Young investors from generations Y and Z in particular want their money to be invested in a more climate-conscious manner. In 2035, American millennials will have net worth surpassing baby boomers. Asset managers have to adapt to these growing customer groups. In addition, more and more asset managers have clearly understood that climate change is not only an ecological, but above all an economic risk. Natural disasters endanger investments and supply chains, customers change their preferences and demand sustainable product ranges, companies have to adapt to new regulatory requirements. And so the factor “sustainability” is becoming increasingly important in portfolio and investment decisions. This benefits stocks and bonds from sustainable companies. Since the outbreak of the Corona crisis at the latest, sustainability indices have in some cases performed above average.
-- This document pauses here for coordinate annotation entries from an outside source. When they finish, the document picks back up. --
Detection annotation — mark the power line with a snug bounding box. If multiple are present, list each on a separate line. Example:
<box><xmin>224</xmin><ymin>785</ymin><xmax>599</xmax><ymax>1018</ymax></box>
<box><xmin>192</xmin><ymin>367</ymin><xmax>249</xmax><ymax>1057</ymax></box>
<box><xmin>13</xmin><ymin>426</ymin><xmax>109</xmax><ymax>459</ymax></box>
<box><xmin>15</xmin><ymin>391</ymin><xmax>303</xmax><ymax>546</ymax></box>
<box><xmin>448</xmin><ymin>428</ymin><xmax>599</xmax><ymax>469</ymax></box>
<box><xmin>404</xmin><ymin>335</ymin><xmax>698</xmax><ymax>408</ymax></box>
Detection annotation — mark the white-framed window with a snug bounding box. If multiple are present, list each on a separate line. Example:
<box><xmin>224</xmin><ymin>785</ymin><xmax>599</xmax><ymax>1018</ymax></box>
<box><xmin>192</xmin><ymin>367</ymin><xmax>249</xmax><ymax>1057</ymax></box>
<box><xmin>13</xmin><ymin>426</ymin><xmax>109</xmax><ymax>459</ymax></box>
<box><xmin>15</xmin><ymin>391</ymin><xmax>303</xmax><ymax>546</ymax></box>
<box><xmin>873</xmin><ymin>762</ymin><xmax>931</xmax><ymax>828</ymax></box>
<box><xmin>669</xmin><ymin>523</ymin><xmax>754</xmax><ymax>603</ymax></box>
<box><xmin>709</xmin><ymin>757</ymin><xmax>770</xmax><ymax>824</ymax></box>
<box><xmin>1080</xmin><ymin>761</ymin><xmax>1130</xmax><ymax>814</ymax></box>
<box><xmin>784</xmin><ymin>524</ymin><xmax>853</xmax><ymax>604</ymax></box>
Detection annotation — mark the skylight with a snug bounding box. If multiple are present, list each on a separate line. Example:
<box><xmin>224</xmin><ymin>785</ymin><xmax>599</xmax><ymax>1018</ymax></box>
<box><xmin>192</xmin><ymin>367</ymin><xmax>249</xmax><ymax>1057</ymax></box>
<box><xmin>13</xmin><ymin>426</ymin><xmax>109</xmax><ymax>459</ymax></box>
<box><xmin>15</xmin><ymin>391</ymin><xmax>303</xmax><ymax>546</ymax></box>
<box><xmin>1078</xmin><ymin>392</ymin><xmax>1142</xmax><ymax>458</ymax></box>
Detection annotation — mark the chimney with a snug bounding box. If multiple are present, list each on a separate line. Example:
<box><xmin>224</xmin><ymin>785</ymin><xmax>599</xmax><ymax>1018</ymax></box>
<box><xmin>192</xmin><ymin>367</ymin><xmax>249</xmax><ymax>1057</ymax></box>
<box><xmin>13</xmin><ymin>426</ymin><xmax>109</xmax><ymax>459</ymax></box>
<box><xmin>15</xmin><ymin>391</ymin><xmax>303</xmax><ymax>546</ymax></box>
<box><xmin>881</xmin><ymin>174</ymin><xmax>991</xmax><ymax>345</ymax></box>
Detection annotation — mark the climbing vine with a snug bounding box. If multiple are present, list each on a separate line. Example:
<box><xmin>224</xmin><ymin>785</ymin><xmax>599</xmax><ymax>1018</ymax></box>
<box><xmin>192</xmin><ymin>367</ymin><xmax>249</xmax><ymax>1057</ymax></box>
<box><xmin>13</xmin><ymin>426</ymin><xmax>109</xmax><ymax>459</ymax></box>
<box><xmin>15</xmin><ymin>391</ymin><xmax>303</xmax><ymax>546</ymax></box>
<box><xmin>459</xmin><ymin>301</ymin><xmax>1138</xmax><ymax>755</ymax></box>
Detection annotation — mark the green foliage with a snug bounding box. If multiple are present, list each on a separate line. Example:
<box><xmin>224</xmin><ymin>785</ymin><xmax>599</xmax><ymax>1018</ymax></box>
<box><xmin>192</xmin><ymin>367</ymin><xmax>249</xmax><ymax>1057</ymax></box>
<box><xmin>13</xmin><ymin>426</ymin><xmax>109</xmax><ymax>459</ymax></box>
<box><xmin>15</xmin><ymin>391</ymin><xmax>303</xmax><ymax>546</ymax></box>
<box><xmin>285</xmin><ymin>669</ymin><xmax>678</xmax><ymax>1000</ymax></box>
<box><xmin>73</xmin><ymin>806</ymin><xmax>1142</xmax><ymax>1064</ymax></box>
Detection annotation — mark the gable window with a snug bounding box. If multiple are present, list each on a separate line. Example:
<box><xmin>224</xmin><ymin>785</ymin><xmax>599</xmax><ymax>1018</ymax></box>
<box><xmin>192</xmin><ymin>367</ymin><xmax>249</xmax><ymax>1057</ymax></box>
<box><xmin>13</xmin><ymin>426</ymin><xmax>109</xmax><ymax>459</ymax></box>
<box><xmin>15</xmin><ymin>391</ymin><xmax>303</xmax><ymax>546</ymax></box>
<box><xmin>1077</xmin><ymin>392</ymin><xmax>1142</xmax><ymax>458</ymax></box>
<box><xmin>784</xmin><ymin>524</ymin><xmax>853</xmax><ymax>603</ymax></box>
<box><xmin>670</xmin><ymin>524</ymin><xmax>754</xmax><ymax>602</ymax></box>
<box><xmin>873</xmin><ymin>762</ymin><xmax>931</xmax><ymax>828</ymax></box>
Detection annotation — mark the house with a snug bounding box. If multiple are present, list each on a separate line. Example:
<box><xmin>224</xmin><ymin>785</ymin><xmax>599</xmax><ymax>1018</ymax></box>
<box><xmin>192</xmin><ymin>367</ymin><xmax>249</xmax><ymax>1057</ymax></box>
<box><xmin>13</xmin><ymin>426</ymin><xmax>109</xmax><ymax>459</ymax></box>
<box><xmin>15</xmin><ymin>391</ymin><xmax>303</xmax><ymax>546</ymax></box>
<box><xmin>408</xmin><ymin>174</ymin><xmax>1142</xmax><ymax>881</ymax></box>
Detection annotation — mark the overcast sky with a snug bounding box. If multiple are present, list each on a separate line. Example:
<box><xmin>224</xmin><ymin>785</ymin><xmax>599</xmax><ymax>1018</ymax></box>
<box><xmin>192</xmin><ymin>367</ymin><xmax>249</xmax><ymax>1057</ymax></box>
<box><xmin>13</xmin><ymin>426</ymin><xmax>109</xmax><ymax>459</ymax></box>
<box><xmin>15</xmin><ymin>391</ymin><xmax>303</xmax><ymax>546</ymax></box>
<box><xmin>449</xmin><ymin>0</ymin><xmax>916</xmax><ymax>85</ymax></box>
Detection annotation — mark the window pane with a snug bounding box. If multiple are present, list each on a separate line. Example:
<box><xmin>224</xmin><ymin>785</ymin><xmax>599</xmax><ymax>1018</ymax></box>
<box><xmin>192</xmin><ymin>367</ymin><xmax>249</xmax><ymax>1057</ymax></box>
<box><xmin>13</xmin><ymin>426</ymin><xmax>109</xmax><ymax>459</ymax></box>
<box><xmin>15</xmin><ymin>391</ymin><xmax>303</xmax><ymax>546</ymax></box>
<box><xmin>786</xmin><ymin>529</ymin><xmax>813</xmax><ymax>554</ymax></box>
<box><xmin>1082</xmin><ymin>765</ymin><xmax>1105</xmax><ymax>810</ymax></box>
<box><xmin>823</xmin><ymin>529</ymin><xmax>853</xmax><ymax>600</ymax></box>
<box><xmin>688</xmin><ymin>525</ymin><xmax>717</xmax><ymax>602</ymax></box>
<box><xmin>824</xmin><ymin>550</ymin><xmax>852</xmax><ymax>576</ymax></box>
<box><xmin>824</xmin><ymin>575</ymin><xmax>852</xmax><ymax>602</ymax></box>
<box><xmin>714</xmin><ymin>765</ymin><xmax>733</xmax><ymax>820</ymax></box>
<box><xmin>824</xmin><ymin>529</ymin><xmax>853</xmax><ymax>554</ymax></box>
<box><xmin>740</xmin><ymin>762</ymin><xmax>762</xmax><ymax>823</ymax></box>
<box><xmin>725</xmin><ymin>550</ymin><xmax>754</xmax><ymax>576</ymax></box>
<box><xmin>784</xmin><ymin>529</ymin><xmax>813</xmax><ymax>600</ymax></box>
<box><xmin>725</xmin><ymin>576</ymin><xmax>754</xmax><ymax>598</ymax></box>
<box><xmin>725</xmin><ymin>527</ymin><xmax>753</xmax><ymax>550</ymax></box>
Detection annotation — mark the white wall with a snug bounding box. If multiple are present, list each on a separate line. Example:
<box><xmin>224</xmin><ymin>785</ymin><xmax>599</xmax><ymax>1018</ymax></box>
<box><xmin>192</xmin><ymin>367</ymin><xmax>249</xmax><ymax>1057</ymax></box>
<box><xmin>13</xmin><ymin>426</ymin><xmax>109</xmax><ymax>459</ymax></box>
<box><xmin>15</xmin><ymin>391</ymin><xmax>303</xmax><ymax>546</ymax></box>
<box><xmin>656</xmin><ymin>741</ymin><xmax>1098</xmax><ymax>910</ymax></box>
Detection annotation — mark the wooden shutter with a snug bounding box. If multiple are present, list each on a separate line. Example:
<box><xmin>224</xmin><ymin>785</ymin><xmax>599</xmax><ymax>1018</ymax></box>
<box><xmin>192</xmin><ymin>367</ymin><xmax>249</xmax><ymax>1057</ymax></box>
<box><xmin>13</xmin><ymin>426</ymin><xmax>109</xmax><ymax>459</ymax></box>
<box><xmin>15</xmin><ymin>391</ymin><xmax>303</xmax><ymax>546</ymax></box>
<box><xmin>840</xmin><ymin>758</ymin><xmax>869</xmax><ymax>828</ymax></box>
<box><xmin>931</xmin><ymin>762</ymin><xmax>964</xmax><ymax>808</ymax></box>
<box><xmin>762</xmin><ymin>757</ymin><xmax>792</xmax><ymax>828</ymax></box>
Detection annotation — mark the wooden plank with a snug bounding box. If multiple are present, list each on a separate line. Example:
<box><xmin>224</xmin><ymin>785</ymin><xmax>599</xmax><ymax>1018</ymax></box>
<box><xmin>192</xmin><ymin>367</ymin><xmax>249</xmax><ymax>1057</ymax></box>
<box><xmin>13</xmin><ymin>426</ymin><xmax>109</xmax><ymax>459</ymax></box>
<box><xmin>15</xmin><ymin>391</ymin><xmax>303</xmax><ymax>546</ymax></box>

The new role of the financial sector as a driver of climate protection will have economic and business consequences. Firms in “brown” industries have to find their way in an increasingly difficult financing environment. So-called “stranded assets”, ie investments that have become more or less worthless, could put a strain on balance sheets. Selling such units will prove difficult or impossible in a selective market environment. The result could be accelerated structural change in the overall economy with corresponding social implications for the workforce affected. And the more money goes into green industries and investment opportunities, the greater the risk of bubbles forming.

For capital market-oriented companies, however, a “green equity story” is becoming increasingly important. In the future, CEOs will be measured by whether they manage to adapt their business and operating model for sustainability and to communicate to investors. A green financial market will still drive many a company management in front of it. Action required!


Benedict Herles is Personal-Financial.com “Top 40 under 40”, Head of Sustainable Transformation at KPMG and host of the podcast “Zeitenwende”. His latest book: “Blind to the future – How we lose control over progress” (Droemer).